João Grilo e Chicó no Brasil das mentiras oficiais
Ariano Suassuna
completou 94 anos nesta semana (quarta-feira, dia 16) e essa data não pode
passar batida. Seu pensamento segue vivo e prefiro ignorar a morte física que
se deu 2014 e tratar o aniversário como missa de corpo presente. O escritor
paraibano talvez seja a figura mais associada à ideia de ser nordestino ou
nordestina no Brasil de 2021. Isso não é nada pouco, acompanhe a toada.
O certo é que
diante de qualquer ideia de nordestinidade, alguém salta de imediato com uma
frase do dramaturgo: “Eu não troco meu oxente pelo ok de ninguém.” Seja o papo
sobre um Nordeste real ou inventado, é ao embornal do autor de “A pedra do
reino” que muita gente procura em busca de mantimentos.
Quando o romancista
não resolve, seus personagens dão um jeito. É só recorrer a João Grilo e Chicó,
criaturas tiradas dos folhetos de cordel que renderam a Suassuna sua obra mais
popular, “O Auto da Compadecida” (1955). A mesma peça, em versão do diretor
Guel Arraes (1998), deu no filme estrelado por Matheus e Selton Melo.

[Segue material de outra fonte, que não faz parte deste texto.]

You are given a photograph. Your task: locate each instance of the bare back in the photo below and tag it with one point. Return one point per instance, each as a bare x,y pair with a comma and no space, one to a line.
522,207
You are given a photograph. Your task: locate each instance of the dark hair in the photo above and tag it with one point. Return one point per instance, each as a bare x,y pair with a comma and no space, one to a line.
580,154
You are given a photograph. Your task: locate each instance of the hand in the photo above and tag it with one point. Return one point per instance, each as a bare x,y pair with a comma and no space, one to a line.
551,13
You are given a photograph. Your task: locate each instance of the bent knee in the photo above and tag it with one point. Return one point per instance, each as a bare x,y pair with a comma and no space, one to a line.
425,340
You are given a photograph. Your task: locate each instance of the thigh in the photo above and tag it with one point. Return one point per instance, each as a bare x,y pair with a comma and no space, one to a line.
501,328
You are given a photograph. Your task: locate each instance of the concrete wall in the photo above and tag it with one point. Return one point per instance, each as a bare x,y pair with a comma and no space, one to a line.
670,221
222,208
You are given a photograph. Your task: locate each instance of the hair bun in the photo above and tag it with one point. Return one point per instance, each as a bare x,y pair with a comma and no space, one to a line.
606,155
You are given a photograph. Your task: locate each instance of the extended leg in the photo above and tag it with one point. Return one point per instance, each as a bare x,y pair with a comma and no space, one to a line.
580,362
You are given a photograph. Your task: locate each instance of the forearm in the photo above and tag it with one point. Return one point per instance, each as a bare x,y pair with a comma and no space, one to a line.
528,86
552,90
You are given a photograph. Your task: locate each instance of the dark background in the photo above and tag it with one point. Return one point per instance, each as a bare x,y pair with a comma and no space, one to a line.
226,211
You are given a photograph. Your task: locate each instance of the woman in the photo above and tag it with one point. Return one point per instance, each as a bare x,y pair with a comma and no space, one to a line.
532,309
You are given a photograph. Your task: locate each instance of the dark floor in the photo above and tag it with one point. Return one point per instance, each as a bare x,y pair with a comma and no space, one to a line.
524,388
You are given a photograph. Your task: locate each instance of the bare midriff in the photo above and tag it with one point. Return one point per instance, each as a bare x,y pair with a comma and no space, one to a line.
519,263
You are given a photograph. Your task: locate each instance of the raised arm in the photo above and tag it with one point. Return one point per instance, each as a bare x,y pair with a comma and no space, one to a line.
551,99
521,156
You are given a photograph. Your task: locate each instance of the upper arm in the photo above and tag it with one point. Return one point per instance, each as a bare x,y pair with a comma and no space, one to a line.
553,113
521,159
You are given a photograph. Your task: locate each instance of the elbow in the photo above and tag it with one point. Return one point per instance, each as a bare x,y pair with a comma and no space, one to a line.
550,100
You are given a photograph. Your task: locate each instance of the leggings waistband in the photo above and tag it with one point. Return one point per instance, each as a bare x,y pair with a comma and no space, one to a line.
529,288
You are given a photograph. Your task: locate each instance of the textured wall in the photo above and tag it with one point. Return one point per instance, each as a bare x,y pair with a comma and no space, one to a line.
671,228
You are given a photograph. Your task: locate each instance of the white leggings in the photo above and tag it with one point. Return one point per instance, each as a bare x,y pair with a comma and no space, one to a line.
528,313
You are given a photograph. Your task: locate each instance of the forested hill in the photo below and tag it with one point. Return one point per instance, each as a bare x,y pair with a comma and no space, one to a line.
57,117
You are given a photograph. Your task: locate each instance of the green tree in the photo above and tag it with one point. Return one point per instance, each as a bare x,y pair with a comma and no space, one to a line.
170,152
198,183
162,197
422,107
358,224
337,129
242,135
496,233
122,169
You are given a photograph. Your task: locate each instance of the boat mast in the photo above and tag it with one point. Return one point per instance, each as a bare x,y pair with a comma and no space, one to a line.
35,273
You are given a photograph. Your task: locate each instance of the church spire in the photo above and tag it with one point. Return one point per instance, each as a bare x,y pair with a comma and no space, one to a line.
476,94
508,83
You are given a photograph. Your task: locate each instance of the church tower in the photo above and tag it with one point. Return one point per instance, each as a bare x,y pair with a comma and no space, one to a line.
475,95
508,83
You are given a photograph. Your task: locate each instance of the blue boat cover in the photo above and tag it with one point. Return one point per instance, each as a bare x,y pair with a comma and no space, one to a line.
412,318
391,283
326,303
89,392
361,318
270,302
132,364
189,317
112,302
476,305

Nas sessões da CPI da Pandemia, por exemplo, os
depoentes negacionistas parecem repetir a todo momento o Chicó: “Não sei, só
sei que foi assim”.
Não repetem, porém,
com a mesma graça e ingenuidade da ficção. Em vez do nosso riso, morte e
prejuízo.
Benditas mentiras e
proezas de João Grilo. Revelam um humor sertanejo de resistência às
contrariedades da rotina e às bagaceiras do país. Bem diferente das lorotas
milicianas do “Brasil Oficial”. Nem se compara. Desculpa aí, respeitável
criatura grilesca.
Parabéns pelos 94,
Suassuna, e desculpa pelo aluno relapso que fui durante as aulas no Centro de
Artes e Comunicação (Cac) da Universidade Federal de Pernambuco (UFPE), em
1982. Valeu cada minuto dos bons encontros. A minha turma, óbvio, implicava com
algumas convicções estéticas do mestre, que havia protestado contra o uso das
guitarras elétricas no Tropicalismo.
A polêmica musical
retornaria nos anos 1990, com o surgimento do Mangue Beat, representado pelas
bandas Mundo Livre S/A e Chico Science & Nação Zumbi. Tudo não passava de
um belo e saudável debate de ideias.
Eu não troco meu oxente, pelo “tá ok” do cercadinho dos horrores presidenciais. Desculpa aí, caríssimo Suassuna, pela leve adaptação do tema.